If the slide deck that 13 Goldman Sachs junior bankers presented to their supervisors in 2021 — detailing “inhumane” 100-hour workweeks, deteriorating physical and mental health and a souring outlook for the future — was the watershed moment that spurred an “employee’s market” in banking, a Bloomberg report Wednesday concerning boutique bank Perella Weinberg may prove the counterbalance.
The investment bank is cutting about 7% of its workforce to free up funds to hire top talent, an unnamed source told the wire service.
Job cuts are not the issue — they’re rather de rigeur, at this point. Goldman Sachs, Morgan Stanley, BNY Mellon and Capital One have all announced headcount reductions of more than 1,000 within the past six months. News of widespread cuts at Bank of America and Citi surfaced after the fact.
Attention should be paid, rather, to the reallocation-of-funds part. Translation: “It’s not that we want fewer bankers, we want better bankers.”

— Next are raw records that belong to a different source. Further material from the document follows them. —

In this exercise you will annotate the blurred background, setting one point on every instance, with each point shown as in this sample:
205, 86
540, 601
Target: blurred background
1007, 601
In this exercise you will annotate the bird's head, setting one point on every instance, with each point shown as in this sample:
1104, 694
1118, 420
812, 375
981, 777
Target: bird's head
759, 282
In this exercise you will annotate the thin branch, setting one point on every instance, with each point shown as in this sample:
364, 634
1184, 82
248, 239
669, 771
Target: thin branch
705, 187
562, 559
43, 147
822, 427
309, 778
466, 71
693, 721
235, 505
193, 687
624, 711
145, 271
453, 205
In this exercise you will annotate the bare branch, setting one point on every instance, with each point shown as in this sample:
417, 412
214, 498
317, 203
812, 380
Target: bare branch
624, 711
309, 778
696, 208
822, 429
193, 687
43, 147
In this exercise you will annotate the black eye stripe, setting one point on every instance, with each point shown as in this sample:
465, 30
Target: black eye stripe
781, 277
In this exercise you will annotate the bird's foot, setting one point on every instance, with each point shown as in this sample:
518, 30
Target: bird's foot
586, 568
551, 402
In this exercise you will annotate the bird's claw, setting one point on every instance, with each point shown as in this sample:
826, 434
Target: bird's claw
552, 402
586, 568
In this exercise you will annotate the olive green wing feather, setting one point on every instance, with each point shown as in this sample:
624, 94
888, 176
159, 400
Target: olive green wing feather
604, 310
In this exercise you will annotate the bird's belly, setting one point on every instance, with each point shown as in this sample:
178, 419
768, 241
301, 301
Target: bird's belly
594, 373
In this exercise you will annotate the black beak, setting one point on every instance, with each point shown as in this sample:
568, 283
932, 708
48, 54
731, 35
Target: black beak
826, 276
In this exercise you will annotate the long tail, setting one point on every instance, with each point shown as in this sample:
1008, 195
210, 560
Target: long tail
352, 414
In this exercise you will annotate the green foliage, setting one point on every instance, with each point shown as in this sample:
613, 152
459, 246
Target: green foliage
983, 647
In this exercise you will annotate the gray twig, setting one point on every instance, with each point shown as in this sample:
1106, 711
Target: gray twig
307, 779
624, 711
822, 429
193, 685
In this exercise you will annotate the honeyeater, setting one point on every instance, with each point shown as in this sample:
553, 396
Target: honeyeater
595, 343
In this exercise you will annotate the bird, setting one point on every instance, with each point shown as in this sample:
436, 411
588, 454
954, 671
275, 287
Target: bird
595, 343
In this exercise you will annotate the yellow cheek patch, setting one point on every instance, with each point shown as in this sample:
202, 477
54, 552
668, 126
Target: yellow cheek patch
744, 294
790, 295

Perella Weinberg spokespeople declined to comment to Bloomberg or to eFinancial Careers. But a look at the online forum Wall Street Oasis appears to confirm the downturn.
Several factors may make this potential development less alarming. First, it’s from unnamed sources.
Second: timing. It’s turnover season, and Perella may want more carrots to dangle.
“This is the period, in the first few months of the second quarter, when people have been paid their bonuses — there’s a little bit of musical chairs,” Barclays CEO C.S. Venkatakrishnan told Bloomberg this week. “It’s a time-honored tradition.”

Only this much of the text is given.